Over the years I have written various things related to programming and hardware. They were published on websites that no longer exist and/or have disappeared into oblivion. I have found a few of them, which I think may still be relevant today, so I will re-publish them here.
I will start witha tutorial on programming in C. I think programming in bare C is still relevant today, even with fancy languages based on C, such as C++, C#, Objective C and Java. It is good to have a good grasp of the basics in C, and be fluent with pointer manipulation and such. It can help you to make your code simpler and more efficient in more modern languages as well.
C: The beginning
—————-
Well, C is a relatively simple language, in that it does not have too many
language constructs. That's because the language is relatively low-level,
it's quite close to the machine, so to say. And the machine is a thing of
anarchy and chaos. C was developed to get some structure in this, without
sacrificing too much performance, and size.
We have:
- Data declarations - Functions - Operators - Flow control statements - Type definitions
That is what you have to work with. In short, code consists of functions,
containing (flow control) statements, with operations on data of specific
types.
That may seem a bit too much to grasp at this point, but we'll take it one
step at a time.
Data
—-
Ofcourse we need data… like text or numbers.
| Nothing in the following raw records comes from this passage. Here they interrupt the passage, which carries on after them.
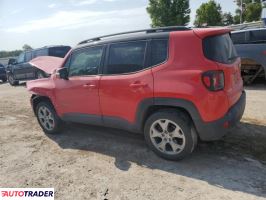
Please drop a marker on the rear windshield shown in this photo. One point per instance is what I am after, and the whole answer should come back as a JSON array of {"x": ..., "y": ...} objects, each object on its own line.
[
  {"x": 220, "y": 48},
  {"x": 58, "y": 51}
]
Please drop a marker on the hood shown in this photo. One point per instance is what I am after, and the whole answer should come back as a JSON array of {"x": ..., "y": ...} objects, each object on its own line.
[{"x": 47, "y": 63}]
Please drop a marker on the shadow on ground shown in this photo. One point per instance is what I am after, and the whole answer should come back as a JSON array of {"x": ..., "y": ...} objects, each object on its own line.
[{"x": 219, "y": 163}]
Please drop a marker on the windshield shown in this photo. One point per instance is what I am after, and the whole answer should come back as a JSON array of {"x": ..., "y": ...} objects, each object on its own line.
[{"x": 220, "y": 49}]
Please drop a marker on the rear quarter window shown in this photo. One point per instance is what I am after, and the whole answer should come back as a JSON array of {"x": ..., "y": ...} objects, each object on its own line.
[{"x": 220, "y": 49}]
On data, we can perform
operations, like adding, subtracting, multiplying and such.
So first, let's see how we can give our programs some data.
We have 2 kinds of data: initialized data, and uninitialized data. They are
declared in much the same way, except that initialized data gets a value
assigned at declaration, and uninitialized data does not. So the initial
value of an uninitialized variable is undefined.
First you give the type of your data variable, then you give the name:
char myChar;
This is an unintialized data variable. Initialized data works by assigning an
initial value to the variable:
char myChar = 'a';
Well, char is just 1 primitive data type of C. I will give you the complete
list and their sizes in memory here:
- char 1 byte integer, also used for characters. - int 2 or 4 bytes integer, depending on the system architecture. - float 4 bytes floating point number. - double 8 bytes floating point number. - (pointers) depending on the system architecture.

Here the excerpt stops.